Art: I feel so very fortunate and grateful for the opportunity to meet – and get to know, over the years – so many amazing people within the “polar community”. Stepping into the dining tent at Barneo was like “old home week”. I reckon every person has a special story to tell, but polar expeditioners, scientists, air crew, or whomever in the polar world seem to have that extra spark of curiosity, adaptability, and appreciation in these most awesome and pristine environments of the Arctic and Antarctic.

To all those wonderful people that have helped me, I wish to offer a grand measure of truly heartfelt thanks.

Place of residence: N67 degrees/W155 degrees – at Selby Lake, in Alaska’s west central Brooks Range.

Work: Bush piloting of small airplanes – usually on floats or skis – in support of our Brooks Range Peace of Selby Wilderness Lodge; logistical support of projects in the Arctic and Antarctic.

Family: Wife Damaris – Black Labrador Retriever, Bernt (named after Bernt Balchen, the first person to have flown over both Poles)

Hobbies: I don’t think I have any anymore.
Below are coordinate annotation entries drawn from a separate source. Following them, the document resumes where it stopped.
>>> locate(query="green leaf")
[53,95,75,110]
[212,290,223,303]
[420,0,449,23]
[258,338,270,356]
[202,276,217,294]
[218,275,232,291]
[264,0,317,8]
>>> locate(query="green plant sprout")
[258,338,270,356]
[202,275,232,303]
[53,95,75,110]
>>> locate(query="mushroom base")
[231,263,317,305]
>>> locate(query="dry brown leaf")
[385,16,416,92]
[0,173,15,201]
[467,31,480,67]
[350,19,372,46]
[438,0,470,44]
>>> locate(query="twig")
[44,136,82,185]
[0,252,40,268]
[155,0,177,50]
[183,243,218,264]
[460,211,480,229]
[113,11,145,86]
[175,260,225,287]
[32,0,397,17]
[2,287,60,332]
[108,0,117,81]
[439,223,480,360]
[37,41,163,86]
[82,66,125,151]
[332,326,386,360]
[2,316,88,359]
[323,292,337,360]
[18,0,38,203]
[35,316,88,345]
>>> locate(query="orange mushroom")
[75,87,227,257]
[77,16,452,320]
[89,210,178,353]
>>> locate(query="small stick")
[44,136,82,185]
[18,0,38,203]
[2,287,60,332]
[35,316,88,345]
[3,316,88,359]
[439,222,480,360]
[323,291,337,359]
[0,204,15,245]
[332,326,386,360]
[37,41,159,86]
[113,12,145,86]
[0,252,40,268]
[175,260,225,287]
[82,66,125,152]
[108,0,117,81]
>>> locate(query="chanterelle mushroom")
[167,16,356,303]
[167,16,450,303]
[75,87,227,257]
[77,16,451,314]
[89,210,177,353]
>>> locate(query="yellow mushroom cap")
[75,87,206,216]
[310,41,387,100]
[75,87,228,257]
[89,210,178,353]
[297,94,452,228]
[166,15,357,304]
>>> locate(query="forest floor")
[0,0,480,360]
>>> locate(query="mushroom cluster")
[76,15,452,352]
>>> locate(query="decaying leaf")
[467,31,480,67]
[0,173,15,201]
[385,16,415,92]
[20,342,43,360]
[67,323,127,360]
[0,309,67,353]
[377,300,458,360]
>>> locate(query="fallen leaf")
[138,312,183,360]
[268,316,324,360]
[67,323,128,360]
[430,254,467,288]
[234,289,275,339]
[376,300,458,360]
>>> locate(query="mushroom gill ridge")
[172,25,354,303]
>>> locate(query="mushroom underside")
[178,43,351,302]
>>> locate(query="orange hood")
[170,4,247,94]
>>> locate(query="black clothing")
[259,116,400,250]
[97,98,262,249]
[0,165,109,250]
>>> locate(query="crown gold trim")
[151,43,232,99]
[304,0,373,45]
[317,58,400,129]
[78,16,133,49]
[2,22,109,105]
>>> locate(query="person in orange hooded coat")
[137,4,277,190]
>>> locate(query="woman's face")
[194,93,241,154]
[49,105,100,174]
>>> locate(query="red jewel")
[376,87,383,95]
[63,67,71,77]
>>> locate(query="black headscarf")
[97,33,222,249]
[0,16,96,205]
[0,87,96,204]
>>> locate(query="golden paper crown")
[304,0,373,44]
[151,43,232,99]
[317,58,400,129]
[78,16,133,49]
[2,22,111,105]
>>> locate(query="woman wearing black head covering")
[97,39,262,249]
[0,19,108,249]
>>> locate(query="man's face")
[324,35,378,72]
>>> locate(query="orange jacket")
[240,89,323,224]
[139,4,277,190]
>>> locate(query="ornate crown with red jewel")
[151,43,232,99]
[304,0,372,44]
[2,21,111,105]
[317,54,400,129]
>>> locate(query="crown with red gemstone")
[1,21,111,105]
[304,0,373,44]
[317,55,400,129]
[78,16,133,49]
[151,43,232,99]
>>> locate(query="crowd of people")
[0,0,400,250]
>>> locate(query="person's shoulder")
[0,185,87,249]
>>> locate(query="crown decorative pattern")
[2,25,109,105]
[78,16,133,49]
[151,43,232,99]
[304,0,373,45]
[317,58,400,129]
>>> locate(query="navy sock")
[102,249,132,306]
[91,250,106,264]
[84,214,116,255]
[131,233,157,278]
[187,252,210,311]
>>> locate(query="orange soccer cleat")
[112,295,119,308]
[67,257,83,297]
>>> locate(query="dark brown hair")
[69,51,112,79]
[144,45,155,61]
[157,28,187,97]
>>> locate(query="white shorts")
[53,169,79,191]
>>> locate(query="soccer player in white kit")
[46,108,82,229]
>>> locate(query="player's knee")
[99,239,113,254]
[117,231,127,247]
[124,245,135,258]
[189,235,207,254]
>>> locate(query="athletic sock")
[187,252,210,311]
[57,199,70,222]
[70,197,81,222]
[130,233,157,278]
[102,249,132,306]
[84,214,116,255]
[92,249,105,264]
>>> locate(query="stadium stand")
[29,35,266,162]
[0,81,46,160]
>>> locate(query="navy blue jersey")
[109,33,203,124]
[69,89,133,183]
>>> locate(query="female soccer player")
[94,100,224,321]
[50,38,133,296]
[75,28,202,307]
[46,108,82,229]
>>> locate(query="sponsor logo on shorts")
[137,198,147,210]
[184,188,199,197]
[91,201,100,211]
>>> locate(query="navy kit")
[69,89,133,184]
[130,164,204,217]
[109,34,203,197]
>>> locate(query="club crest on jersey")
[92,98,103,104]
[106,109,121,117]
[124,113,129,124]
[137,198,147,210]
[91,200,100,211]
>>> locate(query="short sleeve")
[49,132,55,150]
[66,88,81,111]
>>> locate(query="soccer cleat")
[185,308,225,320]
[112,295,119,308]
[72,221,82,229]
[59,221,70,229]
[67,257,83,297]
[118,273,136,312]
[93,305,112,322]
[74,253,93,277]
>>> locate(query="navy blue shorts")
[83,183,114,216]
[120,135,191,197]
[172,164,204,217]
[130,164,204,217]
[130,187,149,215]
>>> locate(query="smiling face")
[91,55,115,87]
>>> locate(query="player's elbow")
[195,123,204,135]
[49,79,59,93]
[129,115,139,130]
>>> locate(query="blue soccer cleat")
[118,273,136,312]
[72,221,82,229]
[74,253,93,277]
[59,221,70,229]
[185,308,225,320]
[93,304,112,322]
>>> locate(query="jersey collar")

If I can fill my day with activities that are so enjoyable, and so fulfilling, maybe I don’t need any hobbies.

Favorite Music: Old fashioned fiddle – sometimes provided by the Alaska Athabascan Fiddlers.
Favorite Food: Fresh moose or bear ribs, barbecued over a nice hot campfire.
Latest Read Book: Canadian Flight Supplement
Best Adventure Yet: Life
Dream Destination: Home

5 Top Accomplishments of Your Life:
1. Marrying Damaris, one of the world’s greatest women.
2. Driving my red Volkswagen bug from New Mexico to Alaska in January of 1974, camping along the way.
3. One afternoon, while visiting Christchurch, New Zealand, deciding to work in Antarctica.
4. As a young school teacher, picking the most remote Inupiat village I could find – Shungnak, Alaska – and learning (far more than I could teach) from the Eskimo elders.
5. Realizing just how short a lifetime really is . . . and enjoying each moment.

Alaskan Bush pilot Art Mortvedt has 5000 hours flight experience, 20+ expeditions to Antarctica and 6 seasons of science logistics in the Arctic. He has studied the traditional life-style of the Inupiat Eskimos and other traditional cultures in South Africa, Australia, the Cook Islands, Greenland and the Falkland Islands.